Benjamin Griffin (born 22 September 1986), also known as Ben Griffin, is an alpine skier from New Zealand. He competed for New Zealand at the 2010 Winter Olympics in Giant Slalom and Super G where he failed to finish the first run of either event.

Griffin was brought up around Mt Ruapehu where his father was manager of the iconic chateau hotel. As a result, learnt to ski from the age of 3. Griffin begun ski racing within the Whakapapa Ski racing team. He was later selected for the New Zealand National ski racing team along with other Whakapapa ski racers such as Angus Howden and Sarah Jarvis.

Griffin's career highlights include 14-point FIS results in a Giant Slalom Nor-Am event in 2008. Ben was the 2007, 2009 and 2010 New Zealand GS national champion as well as the Super G national champion in 2006, 2007, 2009.

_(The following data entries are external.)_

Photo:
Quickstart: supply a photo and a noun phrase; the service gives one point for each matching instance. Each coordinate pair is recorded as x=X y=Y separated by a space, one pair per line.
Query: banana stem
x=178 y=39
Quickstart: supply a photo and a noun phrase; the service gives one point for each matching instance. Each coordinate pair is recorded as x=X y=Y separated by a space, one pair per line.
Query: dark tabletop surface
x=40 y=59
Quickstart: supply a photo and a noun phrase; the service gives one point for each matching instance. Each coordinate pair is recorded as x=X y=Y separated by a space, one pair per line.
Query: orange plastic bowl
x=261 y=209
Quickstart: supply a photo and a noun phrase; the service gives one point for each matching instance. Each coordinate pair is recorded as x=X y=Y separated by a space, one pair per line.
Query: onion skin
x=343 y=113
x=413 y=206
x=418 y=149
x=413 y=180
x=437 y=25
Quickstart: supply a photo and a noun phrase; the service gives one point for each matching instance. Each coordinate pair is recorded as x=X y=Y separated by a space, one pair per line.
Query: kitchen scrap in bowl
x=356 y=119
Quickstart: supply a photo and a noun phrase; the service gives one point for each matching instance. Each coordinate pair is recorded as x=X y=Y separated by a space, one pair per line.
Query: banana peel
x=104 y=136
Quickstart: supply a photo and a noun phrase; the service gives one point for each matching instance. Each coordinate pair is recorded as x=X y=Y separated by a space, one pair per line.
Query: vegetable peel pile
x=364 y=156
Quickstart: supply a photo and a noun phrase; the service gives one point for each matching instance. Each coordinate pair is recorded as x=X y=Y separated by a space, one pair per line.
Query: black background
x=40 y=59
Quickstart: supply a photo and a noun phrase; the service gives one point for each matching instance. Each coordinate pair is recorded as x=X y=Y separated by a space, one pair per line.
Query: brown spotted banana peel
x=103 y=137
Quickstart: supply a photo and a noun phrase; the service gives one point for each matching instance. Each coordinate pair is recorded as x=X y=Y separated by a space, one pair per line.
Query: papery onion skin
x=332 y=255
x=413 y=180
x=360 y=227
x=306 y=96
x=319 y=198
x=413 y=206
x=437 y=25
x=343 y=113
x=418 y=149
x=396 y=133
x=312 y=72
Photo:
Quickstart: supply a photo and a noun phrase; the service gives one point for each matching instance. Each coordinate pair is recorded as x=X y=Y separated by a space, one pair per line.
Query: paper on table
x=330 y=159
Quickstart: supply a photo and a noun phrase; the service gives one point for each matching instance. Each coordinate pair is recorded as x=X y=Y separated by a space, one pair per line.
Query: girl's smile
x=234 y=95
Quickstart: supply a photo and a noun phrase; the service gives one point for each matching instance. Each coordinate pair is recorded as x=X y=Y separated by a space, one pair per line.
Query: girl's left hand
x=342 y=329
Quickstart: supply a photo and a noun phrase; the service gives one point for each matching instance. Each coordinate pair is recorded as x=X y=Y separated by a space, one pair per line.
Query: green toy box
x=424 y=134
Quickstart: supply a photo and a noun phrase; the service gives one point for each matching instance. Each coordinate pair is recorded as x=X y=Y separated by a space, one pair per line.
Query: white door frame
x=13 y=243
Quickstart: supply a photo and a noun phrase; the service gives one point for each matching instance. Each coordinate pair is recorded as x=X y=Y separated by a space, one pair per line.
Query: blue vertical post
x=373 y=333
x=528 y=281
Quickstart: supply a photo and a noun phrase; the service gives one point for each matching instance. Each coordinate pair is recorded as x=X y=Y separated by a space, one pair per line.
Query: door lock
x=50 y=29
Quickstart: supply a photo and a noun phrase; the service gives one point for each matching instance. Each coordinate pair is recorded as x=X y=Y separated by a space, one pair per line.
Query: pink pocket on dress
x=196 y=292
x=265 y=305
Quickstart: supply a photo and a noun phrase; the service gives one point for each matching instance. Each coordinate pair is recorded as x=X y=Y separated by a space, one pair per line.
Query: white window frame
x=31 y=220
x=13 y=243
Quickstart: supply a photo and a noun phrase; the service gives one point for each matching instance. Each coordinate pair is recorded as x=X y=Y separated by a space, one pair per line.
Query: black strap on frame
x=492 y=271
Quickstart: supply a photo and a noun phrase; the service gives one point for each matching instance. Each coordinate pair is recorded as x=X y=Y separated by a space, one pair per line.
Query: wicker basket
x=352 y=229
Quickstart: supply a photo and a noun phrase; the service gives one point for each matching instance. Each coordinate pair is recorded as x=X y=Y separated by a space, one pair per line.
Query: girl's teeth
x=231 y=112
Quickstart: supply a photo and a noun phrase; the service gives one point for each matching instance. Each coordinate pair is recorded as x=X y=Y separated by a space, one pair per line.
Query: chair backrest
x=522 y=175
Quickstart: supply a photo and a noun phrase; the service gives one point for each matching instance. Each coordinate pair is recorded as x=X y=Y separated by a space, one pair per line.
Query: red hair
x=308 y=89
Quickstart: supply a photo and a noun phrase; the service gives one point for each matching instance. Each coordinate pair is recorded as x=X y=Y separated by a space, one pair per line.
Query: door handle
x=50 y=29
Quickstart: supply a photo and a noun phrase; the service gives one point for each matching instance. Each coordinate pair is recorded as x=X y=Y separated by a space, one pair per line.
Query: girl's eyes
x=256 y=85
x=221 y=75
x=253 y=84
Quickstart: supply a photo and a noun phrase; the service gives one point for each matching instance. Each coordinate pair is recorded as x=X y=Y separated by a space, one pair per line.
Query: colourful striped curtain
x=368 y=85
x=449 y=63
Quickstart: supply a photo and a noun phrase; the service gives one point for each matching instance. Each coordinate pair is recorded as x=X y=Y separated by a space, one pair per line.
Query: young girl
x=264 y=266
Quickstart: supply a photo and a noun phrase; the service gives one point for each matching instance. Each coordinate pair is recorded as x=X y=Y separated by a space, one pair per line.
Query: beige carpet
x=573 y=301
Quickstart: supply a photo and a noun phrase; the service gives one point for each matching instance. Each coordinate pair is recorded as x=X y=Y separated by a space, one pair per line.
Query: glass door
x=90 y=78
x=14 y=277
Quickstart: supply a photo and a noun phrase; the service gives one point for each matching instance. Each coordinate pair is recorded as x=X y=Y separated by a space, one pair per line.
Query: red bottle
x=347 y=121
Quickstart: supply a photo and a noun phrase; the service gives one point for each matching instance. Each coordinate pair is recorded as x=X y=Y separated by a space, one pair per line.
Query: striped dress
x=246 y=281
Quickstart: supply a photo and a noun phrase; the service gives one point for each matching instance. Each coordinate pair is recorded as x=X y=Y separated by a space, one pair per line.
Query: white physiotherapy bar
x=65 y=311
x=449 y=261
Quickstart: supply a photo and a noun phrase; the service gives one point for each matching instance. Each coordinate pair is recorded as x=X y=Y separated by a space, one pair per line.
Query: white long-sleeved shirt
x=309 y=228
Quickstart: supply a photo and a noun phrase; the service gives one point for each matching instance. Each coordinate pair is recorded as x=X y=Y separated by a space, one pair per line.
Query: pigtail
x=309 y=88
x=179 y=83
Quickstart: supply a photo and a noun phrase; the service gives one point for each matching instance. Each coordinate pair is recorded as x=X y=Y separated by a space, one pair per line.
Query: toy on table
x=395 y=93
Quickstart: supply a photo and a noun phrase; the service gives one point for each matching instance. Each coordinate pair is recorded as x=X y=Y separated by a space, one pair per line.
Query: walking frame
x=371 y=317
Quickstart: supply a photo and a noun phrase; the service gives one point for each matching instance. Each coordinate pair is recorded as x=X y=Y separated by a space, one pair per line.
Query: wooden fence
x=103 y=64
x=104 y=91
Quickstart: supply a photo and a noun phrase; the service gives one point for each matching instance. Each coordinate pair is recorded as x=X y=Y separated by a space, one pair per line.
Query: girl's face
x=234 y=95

Griffin broke his neck in preparation for the New Zealand ski season in 2008. As a result, Griffin missed the entire New Zealand ski season. Griffin commenced an impressive come back in late March 2009, recording a 4th-place finish in the French Giant Slalom national championships at Meribel.

Griffin has a career high world ranking of 123 in Giant Slalom in the 2010/11 FIS race season.

Griffin had a reasonably serious hand injury resulting from a crash in the German National championships in April 2011. This necessitated surgery in Auckland in May–June 2011. It is unknown what the recovery period will be and when he will return to training and competitive ski racing in the 2011 New Zealand winter season.

Ben Griffin missed selection for the New Zealand Winter Olympic squad competing in Sochi, Russia in 2014. He subsequently retired having won 12 New Zealand national titles, 7 ANC titles, 6 FIS races and having been on the podium at 24 FIS races around the world. He also represented New Zealand at 3 World Championships, 10 World Cups, and the 2010 Vancouver Olympics. He has taken up a position as a ski racing coach for Team Hutt-based out of Mt Hutt.